Bab 1. Melihat Sebuah Penghianatan

871 25 0
                                    

Aisyah, perempuan berkerudung lebar yang baru saja menikah satu tahun yang lalu itu berdiri terpaku menatap nanar pemandangan di depannya. Dari jarak kurang dari seratus meter, dia mengenal betul siapa sosok laki-laki yang kini tengah tertawa seraya merangkul pundak seorang perempuan.

Perempuan yang juga wajahnya tak asing meski mereka tak pernah saling bertemu dan bertegur sapa. Dia adalah Diajeng Permatasari, perempuan keturunan Jawa yang pernah menjadi tunangan suaminya, Tengku Firmansyah.

Aisyah menundukkan kepalanya, senyum miris terbit dari bibirnya yang hanya terpoles lip balm rasa cherry. Air mata menetes dari pelupuk matanya dan membasahi pipinya yang merona alami tanpa sapuan blush on. Aisyah sama sekali tak menyangka kalau suaminya kembali menjalin hubungan dengan mantan tunangannya. Meski saat ini dia masih belum mengetahui bagaimana status hubungan kedua mantan kekasih itu yang sebenarnya, tetap saja kedekatan mereka tidak dapat dibenarkan. Bukankah tidak seharusnya seorang lelaki yang telah beristri menemui perempuan lain apalagi tanpa sepengetahuan dari istrinya?

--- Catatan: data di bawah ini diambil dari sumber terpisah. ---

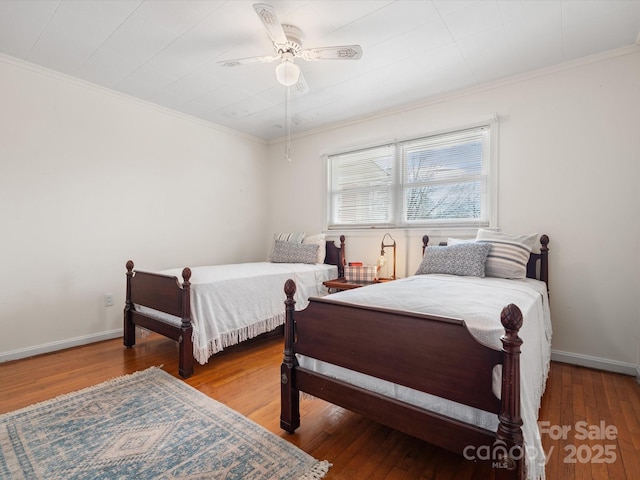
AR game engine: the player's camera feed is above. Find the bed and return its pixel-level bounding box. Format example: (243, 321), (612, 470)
(124, 234), (345, 378)
(280, 235), (551, 480)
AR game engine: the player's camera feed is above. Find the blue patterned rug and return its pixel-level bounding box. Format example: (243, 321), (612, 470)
(0, 368), (329, 480)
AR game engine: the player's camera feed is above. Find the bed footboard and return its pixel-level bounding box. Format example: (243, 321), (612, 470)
(280, 280), (524, 479)
(123, 260), (194, 378)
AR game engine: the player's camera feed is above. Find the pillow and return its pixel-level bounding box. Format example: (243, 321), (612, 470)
(476, 228), (538, 278)
(302, 233), (327, 263)
(447, 237), (476, 245)
(416, 242), (491, 277)
(267, 232), (304, 262)
(271, 240), (318, 263)
(273, 232), (304, 243)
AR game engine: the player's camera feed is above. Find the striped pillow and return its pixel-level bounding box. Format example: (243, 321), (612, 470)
(271, 240), (318, 263)
(476, 229), (538, 278)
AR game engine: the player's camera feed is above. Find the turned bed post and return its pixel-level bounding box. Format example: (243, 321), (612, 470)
(494, 303), (526, 480)
(123, 260), (136, 348)
(540, 235), (549, 293)
(280, 280), (300, 433)
(338, 235), (347, 278)
(422, 235), (429, 257)
(178, 267), (193, 378)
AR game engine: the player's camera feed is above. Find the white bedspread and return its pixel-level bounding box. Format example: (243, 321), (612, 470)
(298, 275), (552, 480)
(136, 262), (338, 364)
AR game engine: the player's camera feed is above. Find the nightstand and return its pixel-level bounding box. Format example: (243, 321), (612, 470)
(322, 278), (393, 293)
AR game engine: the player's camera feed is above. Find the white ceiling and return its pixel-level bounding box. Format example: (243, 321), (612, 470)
(0, 0), (640, 139)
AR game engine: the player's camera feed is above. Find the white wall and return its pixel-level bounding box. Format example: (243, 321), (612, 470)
(267, 48), (640, 373)
(0, 57), (268, 360)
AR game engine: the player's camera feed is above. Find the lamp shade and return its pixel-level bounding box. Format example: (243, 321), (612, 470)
(276, 59), (300, 87)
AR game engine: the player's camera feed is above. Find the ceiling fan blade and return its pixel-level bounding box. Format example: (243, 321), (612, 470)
(290, 72), (309, 96)
(253, 3), (287, 45)
(218, 55), (279, 67)
(299, 45), (362, 62)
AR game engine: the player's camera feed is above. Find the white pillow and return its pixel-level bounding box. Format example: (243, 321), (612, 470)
(302, 233), (327, 263)
(476, 228), (538, 278)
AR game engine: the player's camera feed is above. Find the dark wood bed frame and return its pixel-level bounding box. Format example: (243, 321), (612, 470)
(280, 235), (549, 479)
(124, 235), (345, 378)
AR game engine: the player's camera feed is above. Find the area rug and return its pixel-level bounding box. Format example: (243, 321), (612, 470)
(0, 368), (330, 480)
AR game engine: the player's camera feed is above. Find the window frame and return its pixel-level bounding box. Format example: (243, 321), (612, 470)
(324, 117), (498, 232)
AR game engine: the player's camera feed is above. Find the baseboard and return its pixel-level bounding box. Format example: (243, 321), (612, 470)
(0, 328), (122, 363)
(551, 350), (640, 382)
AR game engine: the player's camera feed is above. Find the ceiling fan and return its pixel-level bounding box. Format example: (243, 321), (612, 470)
(218, 3), (362, 95)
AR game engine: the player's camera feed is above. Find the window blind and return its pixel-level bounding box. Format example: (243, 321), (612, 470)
(328, 124), (495, 228)
(329, 145), (396, 226)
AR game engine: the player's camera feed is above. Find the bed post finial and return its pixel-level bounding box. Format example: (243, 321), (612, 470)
(178, 267), (193, 378)
(494, 303), (526, 480)
(280, 279), (300, 433)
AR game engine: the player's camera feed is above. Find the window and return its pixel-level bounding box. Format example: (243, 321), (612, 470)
(328, 124), (496, 228)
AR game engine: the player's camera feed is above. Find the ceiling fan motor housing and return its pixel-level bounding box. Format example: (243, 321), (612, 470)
(274, 24), (304, 57)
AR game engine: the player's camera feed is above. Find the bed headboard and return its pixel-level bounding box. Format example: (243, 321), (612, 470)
(422, 235), (549, 290)
(324, 235), (346, 278)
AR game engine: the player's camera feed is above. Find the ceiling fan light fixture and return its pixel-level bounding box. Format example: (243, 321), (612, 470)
(276, 59), (300, 87)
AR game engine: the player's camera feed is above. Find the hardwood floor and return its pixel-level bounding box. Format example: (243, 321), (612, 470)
(0, 334), (640, 480)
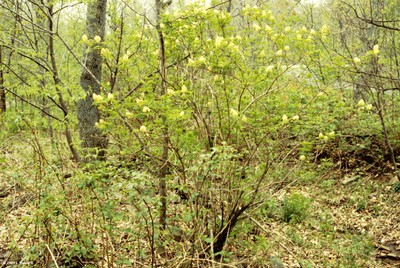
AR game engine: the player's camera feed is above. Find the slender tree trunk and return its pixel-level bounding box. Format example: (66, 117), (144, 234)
(0, 46), (7, 114)
(77, 0), (108, 160)
(48, 5), (80, 162)
(156, 0), (168, 230)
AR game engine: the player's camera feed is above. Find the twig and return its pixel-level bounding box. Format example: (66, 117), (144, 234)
(46, 244), (59, 268)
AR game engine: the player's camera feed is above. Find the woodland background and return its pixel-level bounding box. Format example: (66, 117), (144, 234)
(0, 0), (400, 267)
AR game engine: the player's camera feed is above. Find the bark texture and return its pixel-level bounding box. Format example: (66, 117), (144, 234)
(77, 0), (108, 158)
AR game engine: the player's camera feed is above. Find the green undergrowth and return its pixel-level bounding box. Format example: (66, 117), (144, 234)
(0, 130), (399, 267)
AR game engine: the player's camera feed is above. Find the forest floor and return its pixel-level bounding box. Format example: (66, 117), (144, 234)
(0, 133), (400, 267)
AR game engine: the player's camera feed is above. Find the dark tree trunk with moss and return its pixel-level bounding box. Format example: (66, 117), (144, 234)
(77, 0), (108, 159)
(0, 46), (6, 114)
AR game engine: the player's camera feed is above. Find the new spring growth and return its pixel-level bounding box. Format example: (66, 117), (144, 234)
(125, 110), (133, 118)
(282, 114), (289, 124)
(373, 44), (379, 55)
(139, 126), (149, 133)
(292, 114), (300, 121)
(93, 93), (103, 102)
(229, 108), (239, 117)
(167, 88), (175, 96)
(181, 85), (187, 93)
(93, 35), (101, 43)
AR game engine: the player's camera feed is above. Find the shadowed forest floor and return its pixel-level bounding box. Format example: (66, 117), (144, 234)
(0, 133), (400, 267)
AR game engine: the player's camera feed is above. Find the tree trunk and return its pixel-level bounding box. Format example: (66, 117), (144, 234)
(156, 0), (169, 230)
(0, 46), (6, 114)
(77, 0), (108, 160)
(47, 5), (80, 162)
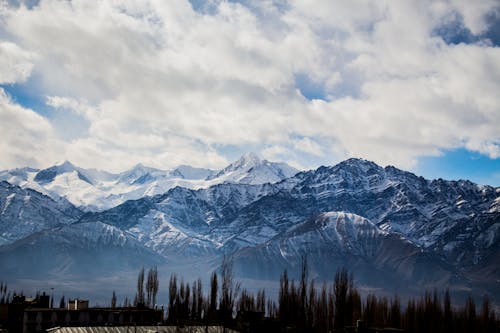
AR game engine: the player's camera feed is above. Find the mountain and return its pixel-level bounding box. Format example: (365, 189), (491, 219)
(208, 153), (298, 185)
(0, 154), (500, 300)
(0, 153), (297, 211)
(230, 212), (451, 287)
(0, 181), (82, 245)
(0, 222), (165, 281)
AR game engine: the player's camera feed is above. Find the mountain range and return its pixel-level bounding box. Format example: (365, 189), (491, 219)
(0, 153), (500, 301)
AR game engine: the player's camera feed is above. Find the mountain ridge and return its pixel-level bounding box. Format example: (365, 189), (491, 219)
(0, 155), (500, 299)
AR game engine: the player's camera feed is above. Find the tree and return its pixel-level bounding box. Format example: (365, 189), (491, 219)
(59, 295), (66, 309)
(111, 290), (116, 309)
(146, 266), (159, 307)
(219, 256), (240, 322)
(333, 268), (349, 329)
(208, 272), (219, 320)
(135, 267), (145, 306)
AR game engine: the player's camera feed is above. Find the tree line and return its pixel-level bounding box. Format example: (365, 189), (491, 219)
(0, 258), (500, 333)
(127, 258), (500, 333)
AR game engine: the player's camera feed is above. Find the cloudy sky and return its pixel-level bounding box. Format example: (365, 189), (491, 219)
(0, 0), (500, 185)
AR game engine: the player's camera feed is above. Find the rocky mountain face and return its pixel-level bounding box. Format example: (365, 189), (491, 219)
(0, 154), (500, 300)
(0, 153), (298, 211)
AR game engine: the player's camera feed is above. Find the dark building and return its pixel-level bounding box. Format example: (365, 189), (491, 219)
(22, 308), (163, 333)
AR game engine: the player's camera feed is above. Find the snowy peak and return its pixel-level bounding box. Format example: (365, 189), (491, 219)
(172, 165), (216, 180)
(207, 153), (298, 185)
(117, 163), (168, 185)
(34, 161), (93, 185)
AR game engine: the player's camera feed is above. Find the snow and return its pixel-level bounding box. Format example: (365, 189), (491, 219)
(0, 153), (297, 211)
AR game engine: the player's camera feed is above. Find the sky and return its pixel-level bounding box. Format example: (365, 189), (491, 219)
(0, 0), (500, 186)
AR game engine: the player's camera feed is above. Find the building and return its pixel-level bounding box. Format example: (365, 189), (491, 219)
(47, 326), (239, 333)
(22, 302), (163, 333)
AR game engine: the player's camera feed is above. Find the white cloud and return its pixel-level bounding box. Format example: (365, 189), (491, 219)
(0, 88), (62, 170)
(0, 0), (500, 170)
(0, 41), (33, 84)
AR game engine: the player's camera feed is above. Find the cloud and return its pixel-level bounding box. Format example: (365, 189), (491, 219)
(0, 0), (500, 170)
(0, 41), (33, 84)
(0, 88), (62, 170)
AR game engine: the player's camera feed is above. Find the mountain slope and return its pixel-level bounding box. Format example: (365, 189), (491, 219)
(0, 154), (297, 211)
(0, 181), (81, 245)
(0, 154), (500, 299)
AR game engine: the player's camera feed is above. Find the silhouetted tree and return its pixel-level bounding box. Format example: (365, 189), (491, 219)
(111, 290), (116, 309)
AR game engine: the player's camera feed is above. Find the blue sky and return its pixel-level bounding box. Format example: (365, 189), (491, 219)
(0, 0), (500, 186)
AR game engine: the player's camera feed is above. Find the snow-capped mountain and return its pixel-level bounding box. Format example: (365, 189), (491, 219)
(0, 181), (82, 245)
(0, 154), (500, 298)
(208, 153), (298, 185)
(0, 153), (297, 211)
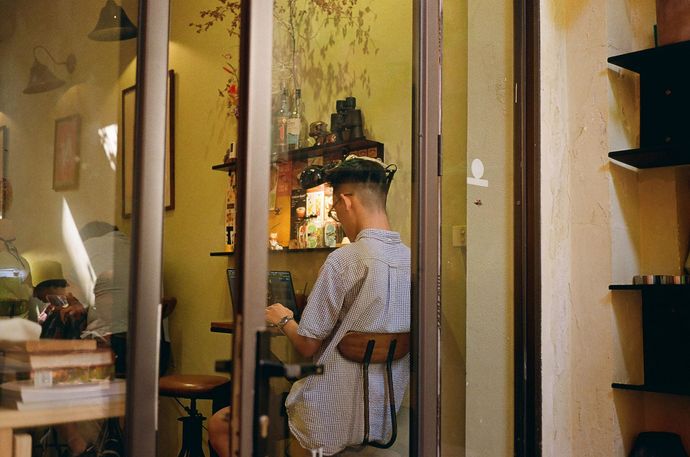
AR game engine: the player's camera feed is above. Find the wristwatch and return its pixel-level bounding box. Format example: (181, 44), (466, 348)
(276, 316), (295, 332)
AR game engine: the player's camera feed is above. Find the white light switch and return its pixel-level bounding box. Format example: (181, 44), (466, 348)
(452, 225), (467, 248)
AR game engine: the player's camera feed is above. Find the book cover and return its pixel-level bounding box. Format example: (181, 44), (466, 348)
(14, 364), (115, 386)
(0, 395), (125, 411)
(0, 348), (113, 371)
(307, 184), (324, 225)
(0, 338), (96, 352)
(289, 189), (307, 249)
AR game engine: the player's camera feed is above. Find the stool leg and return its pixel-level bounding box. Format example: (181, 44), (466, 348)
(177, 398), (206, 457)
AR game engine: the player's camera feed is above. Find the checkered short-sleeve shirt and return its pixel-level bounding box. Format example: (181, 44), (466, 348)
(286, 229), (410, 455)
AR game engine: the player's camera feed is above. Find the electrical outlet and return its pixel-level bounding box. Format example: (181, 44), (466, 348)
(452, 225), (467, 248)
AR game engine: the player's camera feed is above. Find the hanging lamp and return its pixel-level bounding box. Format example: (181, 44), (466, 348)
(89, 0), (137, 41)
(24, 46), (77, 94)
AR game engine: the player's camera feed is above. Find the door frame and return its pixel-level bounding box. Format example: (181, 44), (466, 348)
(126, 0), (170, 456)
(230, 0), (273, 457)
(409, 0), (442, 456)
(513, 0), (542, 457)
(231, 0), (541, 457)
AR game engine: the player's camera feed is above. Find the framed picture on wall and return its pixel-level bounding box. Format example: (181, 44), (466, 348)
(53, 114), (81, 190)
(0, 125), (7, 219)
(121, 70), (175, 217)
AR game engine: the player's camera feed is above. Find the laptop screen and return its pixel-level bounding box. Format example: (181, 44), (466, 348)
(228, 268), (300, 321)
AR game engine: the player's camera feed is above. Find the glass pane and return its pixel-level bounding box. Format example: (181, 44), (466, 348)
(268, 0), (412, 455)
(441, 0), (513, 456)
(0, 0), (138, 455)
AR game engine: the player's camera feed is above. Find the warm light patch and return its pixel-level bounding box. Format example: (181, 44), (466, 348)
(98, 124), (117, 171)
(62, 198), (96, 304)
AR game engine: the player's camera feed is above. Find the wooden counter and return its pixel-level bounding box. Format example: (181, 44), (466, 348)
(0, 400), (125, 457)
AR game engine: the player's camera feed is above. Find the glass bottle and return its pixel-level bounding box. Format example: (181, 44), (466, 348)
(275, 86), (290, 154)
(287, 89), (302, 150)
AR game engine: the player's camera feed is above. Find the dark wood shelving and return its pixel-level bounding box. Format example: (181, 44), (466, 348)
(608, 41), (690, 169)
(611, 382), (690, 396)
(211, 248), (338, 257)
(608, 41), (690, 73)
(609, 145), (690, 168)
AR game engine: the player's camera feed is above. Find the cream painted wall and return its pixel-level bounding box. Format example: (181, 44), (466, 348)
(540, 0), (690, 457)
(441, 0), (468, 456)
(465, 1), (514, 456)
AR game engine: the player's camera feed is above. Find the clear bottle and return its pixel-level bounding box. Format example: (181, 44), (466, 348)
(287, 89), (302, 150)
(275, 85), (290, 154)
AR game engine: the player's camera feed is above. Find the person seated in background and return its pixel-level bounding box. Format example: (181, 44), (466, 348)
(79, 221), (130, 338)
(28, 260), (87, 339)
(209, 156), (410, 457)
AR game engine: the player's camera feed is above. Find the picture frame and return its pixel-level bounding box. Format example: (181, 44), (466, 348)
(121, 70), (175, 218)
(0, 125), (7, 219)
(53, 114), (81, 190)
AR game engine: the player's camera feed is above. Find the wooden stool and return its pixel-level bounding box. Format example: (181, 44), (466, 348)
(158, 374), (230, 457)
(338, 332), (410, 449)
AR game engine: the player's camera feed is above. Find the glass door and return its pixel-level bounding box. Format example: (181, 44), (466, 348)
(230, 0), (416, 456)
(0, 0), (168, 456)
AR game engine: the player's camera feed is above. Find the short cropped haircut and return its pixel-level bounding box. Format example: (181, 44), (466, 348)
(326, 157), (390, 209)
(34, 279), (67, 289)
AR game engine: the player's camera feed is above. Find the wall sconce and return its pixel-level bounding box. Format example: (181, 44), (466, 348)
(89, 0), (137, 41)
(24, 46), (77, 94)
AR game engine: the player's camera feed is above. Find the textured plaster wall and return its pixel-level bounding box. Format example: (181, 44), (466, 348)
(541, 0), (690, 457)
(465, 0), (514, 456)
(441, 0), (468, 456)
(540, 1), (613, 457)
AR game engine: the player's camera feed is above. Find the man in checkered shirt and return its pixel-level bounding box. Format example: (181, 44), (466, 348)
(266, 156), (410, 457)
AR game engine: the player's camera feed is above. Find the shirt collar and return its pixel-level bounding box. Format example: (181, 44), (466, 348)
(355, 229), (400, 243)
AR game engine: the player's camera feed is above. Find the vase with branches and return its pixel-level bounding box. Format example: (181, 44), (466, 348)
(189, 0), (378, 117)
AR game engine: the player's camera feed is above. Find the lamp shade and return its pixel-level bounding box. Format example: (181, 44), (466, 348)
(89, 0), (137, 41)
(24, 59), (65, 94)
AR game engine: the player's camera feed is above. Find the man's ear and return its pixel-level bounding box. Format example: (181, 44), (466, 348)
(340, 194), (353, 211)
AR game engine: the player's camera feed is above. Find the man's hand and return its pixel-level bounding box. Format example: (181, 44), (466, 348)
(46, 293), (86, 323)
(266, 303), (293, 325)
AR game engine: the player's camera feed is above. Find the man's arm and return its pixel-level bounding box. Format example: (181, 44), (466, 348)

Aisyah terkekeh pelan, kepalanya menggeleng tak percaya. Hembusan nafasnya terdengar berat, inikah maksud dari keinginannya untuk makan rujak serut yang menggebu? apakah ini merupakan cara Tuhan untuk menunjukkan kepadanya tentang kebenaran yang selama ini suaminya sembunyikan?

Entah sejak kapan mereka kembali bertemu. sepengetahuannya, dari apa yang diceritakan ibu mertuanya, Ajeng pergi ke Rusia untuk sekolah balet dan mengejar mimpinya yang ingin menjadi balerina internasional setelah membatalkan pernikahan yang akan digelar kurang dari dua bulan pada saat itu.

Aisyah menarik nafasnya panjang, ditepuknya dadanya yang terasa sesak. Perlahan tubuhnya berbalik lalu melangkah meninggalkan area taman kota dan kembali ke rumah. Kalau dipikir, dia juga tak tahu mengapa dirinya harus sampai ke taman itu hanya untuk mencari rujak serut yang diinginkannya, entah kebetulan atau apa tapi beberapa penjual rujak serut yang biasanya mangkal tak jauh dari komplek perumahannya hari ini begitu kompak tak berjualan.

Aisyak tersenyum kecil, wajahnya mendongak menatap langit sore yang mulai menjingga. Senyum di bibirnya kembali terbit meski hatinya kini tengah berembun, rasa syukur dia panjatkan kepada sang pencipta atas kebenaran yang ia ketahui hari ini. Dia yakin kalau ini adalah cara Tuhan untuk melepaskannya dari kebodohan akan ketidak tahuannya selama ini.

Tiga puluh menit waktu yang dibutuhkan Aisyah untuk berkendara, tepat jam setengah enam akhirnya mobil yang dikendarainya kini sudah terparkir di depan rumahnya yang cukup mewah. Rumah yang suaminya berikan sebagai hadiah ulang tahun pernikahan sebulan yang lalu, salah satu kejutan manis yang membuatnya salah menduga kalau ternyata itu bukan merupakan bentuk cinta suaminya melainkan bentuk sandiwara yang dimainkan sang suami.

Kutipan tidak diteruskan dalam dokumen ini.